With all the publicity surrounding Race to the Top, numerous stories have come out about which states applied, which states made it to the finalist round, and which states will win Round II, but little attention has been paid to the four states who didn’t even join the race in the first place. Alaska, North Dakota, Texas and Vermont are the only states that did apply to Race to the Top (either Rounds I or II).
The RTTT applications were a tremendous amount of work for already overworked state education agencies, so in some ways, I’m surprised that so many states applied in the first place. Alaska and Texas both have a history of not wanting to participate in many national initiatives or associations, and I don’t know enough about North Dakota to guess why it didn’t participate. That leaves Vermont, my home state.
Like Texas, Vermont likes to be different, i.e. there’s still a group of Vermonters who want to secede and have the state become its own republic. I received a phenomenal public education and while attending school I did not realize how progressive my schools were. I experienced some of the strategies that are now widespread and recommended (i.e. small schools, freshman academies, advisories, distributed leadership teams, hands-on and experiential learning, project-based learning, etc) before they were popular. Many Vermont schools could be vanguard examples for the rest of the country, but that doesn’t mean that other schools aren’t struggling, or that the top could be even better.
I understand that Vermont schools have different needs than much of the rest of the country, but does that mean that there isn’t still room for improvement? Do rural students have the same access to AP courses that Burlington and suburban students do? Are students in all schools reading at or above proficiency levels? Are schools allowed to operate with autonomy and accountability (i.e. charter schools or schools with charter-like conditions)? Are teachers promoted based on other measurements than seniority? Are all decisions made in the best interest of students?
A recent Burlington Free Press blog highlights some of the reasons VT did not participate in the Race, and includes some of the defensive arguments Deputy Education Commissioner Rae Ann Knopf. While some of the arguments are legitimate (such as the federal strings attached to portions of the funding and the different needs of a more rural state) I have a hard time believing that the state couldn’t find a way to work around those restrictions. Vermonters often use the big overbearing corrupt federal government argument as a way to defend the status quo (hence the recent controversy over the firing of a beloved principal of the H.O. Wheeler School in Burlington).
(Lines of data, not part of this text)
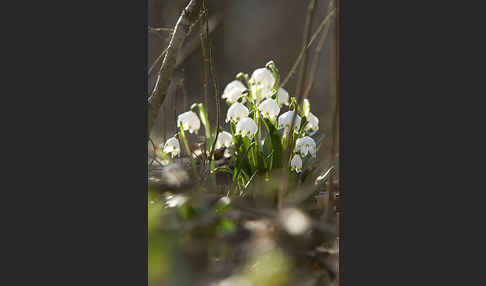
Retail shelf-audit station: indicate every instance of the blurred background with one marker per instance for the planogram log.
(245, 35)
(201, 238)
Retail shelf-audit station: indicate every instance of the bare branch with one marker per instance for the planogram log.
(301, 55)
(313, 71)
(307, 34)
(182, 28)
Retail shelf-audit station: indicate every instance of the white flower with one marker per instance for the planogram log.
(305, 145)
(282, 96)
(236, 112)
(172, 147)
(296, 164)
(246, 127)
(261, 83)
(225, 139)
(313, 123)
(233, 91)
(285, 120)
(269, 109)
(189, 121)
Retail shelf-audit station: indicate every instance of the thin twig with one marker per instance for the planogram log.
(300, 97)
(189, 16)
(156, 61)
(301, 55)
(307, 34)
(184, 94)
(161, 29)
(204, 44)
(216, 96)
(313, 71)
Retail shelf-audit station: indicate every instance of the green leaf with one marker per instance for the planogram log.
(306, 107)
(250, 180)
(276, 144)
(242, 157)
(205, 121)
(222, 169)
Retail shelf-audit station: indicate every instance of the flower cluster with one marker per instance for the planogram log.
(263, 121)
(263, 99)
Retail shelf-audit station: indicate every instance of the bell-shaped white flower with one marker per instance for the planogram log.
(236, 112)
(296, 164)
(172, 147)
(269, 109)
(305, 145)
(285, 120)
(246, 127)
(189, 121)
(282, 96)
(261, 82)
(225, 139)
(233, 91)
(313, 124)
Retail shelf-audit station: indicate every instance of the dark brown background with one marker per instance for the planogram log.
(247, 35)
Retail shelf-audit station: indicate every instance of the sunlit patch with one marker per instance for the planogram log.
(294, 221)
(175, 201)
(175, 175)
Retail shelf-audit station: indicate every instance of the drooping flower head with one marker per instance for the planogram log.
(296, 164)
(172, 147)
(233, 91)
(305, 145)
(189, 121)
(285, 120)
(313, 124)
(246, 127)
(261, 82)
(225, 139)
(269, 109)
(282, 97)
(236, 112)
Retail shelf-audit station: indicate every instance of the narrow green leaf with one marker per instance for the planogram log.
(276, 144)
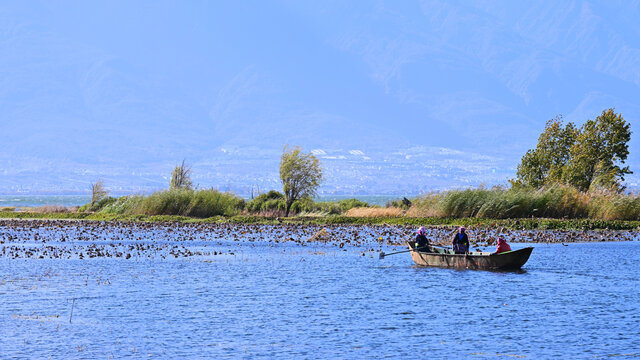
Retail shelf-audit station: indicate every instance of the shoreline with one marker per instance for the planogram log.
(508, 224)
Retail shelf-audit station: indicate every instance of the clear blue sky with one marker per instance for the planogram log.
(428, 94)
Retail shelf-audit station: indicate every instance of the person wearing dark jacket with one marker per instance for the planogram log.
(461, 242)
(421, 240)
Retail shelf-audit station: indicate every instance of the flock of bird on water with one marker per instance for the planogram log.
(64, 239)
Sometimes, these arguments are completely justified, USED is far from perfect and sometimes federal plans with the best of intentions have adverse (and unintended) consequences. That said, applying for Race to the Top could have allowed more Vermont schools the opportunity to not only Race to the Top, but to surge past other states. Such a federal program could have been used to highlight and bring to scale some of Vermont’s strongest strategies and policies, and more importantly, could have offered the schools that are struggling (which do exist in the state) the chance to truly improve.